We also want to somehow control for the person who is taking out the loan and their business savvy. This is the classic issue with quantifying ability, but since this is a hypothetical exploration, let’s just pretend we have a perfect measure for entrepreneurial ability. Yay pretending.

That leaves us with:

Number of loans = b0 + b1InCity (Binary) + b2tract_avg_income + b3avg_loan_amount + b4Num_Establishments + b5Entrep_Abil

To be sure, we could also include any other number of factors that affect the desirability of the area. Factors like crime data, response levels for public service, road conditions, access to transportation infrastructure, proximity to markets… these are all factors that also affect the location of businesses and aren’t completely controlled for in the equation above.

The trouble is, they also probably correlate heavily with the city boundary variable.

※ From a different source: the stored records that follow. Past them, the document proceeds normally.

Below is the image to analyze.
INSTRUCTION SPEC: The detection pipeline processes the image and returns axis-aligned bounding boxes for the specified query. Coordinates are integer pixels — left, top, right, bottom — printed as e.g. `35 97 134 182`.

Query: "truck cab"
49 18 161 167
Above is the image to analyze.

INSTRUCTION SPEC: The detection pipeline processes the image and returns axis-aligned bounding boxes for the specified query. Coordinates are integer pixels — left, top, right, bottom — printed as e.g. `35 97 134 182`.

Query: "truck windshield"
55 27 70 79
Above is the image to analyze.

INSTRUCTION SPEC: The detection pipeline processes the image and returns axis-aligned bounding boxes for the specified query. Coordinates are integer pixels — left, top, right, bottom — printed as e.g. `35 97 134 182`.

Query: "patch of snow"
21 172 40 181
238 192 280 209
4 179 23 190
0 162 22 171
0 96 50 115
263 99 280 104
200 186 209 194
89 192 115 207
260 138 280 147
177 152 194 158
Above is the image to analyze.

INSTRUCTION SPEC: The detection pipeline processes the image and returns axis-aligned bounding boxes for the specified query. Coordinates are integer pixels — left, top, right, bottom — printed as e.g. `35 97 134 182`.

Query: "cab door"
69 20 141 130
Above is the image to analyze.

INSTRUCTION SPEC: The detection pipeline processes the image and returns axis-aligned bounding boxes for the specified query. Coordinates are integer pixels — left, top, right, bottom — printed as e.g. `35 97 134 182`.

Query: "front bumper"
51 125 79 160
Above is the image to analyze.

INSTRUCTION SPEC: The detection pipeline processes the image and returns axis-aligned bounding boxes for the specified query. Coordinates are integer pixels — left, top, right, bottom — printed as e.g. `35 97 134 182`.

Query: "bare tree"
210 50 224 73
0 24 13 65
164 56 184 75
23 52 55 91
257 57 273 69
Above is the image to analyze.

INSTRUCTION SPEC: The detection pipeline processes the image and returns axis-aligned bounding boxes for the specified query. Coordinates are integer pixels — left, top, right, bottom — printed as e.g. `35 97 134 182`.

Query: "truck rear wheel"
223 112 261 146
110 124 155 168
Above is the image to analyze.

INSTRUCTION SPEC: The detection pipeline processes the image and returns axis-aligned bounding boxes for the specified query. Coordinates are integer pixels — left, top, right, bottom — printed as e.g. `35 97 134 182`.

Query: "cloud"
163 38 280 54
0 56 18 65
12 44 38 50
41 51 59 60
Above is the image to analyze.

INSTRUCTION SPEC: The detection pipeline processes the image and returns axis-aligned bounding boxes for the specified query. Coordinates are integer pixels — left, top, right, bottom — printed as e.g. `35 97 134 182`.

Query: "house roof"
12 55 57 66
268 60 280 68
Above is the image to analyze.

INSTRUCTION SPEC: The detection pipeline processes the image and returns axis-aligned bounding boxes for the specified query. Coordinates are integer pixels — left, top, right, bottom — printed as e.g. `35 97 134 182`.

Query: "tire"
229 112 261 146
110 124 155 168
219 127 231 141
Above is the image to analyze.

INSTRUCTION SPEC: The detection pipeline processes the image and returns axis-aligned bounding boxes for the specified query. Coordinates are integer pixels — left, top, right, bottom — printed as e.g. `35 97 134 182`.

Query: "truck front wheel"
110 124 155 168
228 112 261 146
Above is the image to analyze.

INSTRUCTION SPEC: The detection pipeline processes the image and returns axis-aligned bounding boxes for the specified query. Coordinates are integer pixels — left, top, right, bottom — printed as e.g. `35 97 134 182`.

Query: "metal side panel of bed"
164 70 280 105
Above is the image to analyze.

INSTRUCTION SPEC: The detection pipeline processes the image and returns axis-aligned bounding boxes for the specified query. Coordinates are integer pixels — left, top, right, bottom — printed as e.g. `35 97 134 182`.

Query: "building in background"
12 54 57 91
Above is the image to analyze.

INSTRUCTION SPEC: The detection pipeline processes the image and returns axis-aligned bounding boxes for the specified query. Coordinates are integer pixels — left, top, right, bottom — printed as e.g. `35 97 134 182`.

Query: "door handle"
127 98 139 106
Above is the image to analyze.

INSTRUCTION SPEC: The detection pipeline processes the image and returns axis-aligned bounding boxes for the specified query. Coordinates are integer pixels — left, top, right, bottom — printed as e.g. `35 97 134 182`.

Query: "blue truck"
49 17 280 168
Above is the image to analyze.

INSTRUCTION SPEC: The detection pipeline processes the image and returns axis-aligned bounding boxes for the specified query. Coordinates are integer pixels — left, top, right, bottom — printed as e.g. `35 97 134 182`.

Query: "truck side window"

As long as we’re prepared to allow the city variable to represent ALL of the things that go along with being in Detroit – city services vs. suburb services, etc., then the above equation will make some sense in identifying the impact of being in the city on the number of loans in a tract.

Linear Probability Model

Understanding the motivation behind the raw count is a great start, but it’s not the whole picture. To quantify the likelihood of getting a loan as a Detroit business, I would opt for a Linear Probability Model approach. I want to know what percent of loans are rejected, all else equal, solely on the basis that they are located within the city.

For that, we would need to know how many applications there are and how many are rejected. For the rest, we can use the same variables as we used in the multivariate regression above:

Likelihood of loan = b0 + b1InCity (Binary) + b2tract_avg_income + b3avg_loan_amount + 4Entrep_Abil

Although the more I look at that equation, the less I think it’s correct. The variables are reasonable, but the special case of the LPM may not be as appropriate as some other application of a binomial regression that I haven’t considered. That, and I’m sure there is some goofy interaction trick that we could use to elicit some quantifiable evidence of causation.

This would be a very interesting paper to write, though this subject is probably well-covered somewhere and I simply didn’t take the time to read their paper. But hey, What do you want? This is a blog.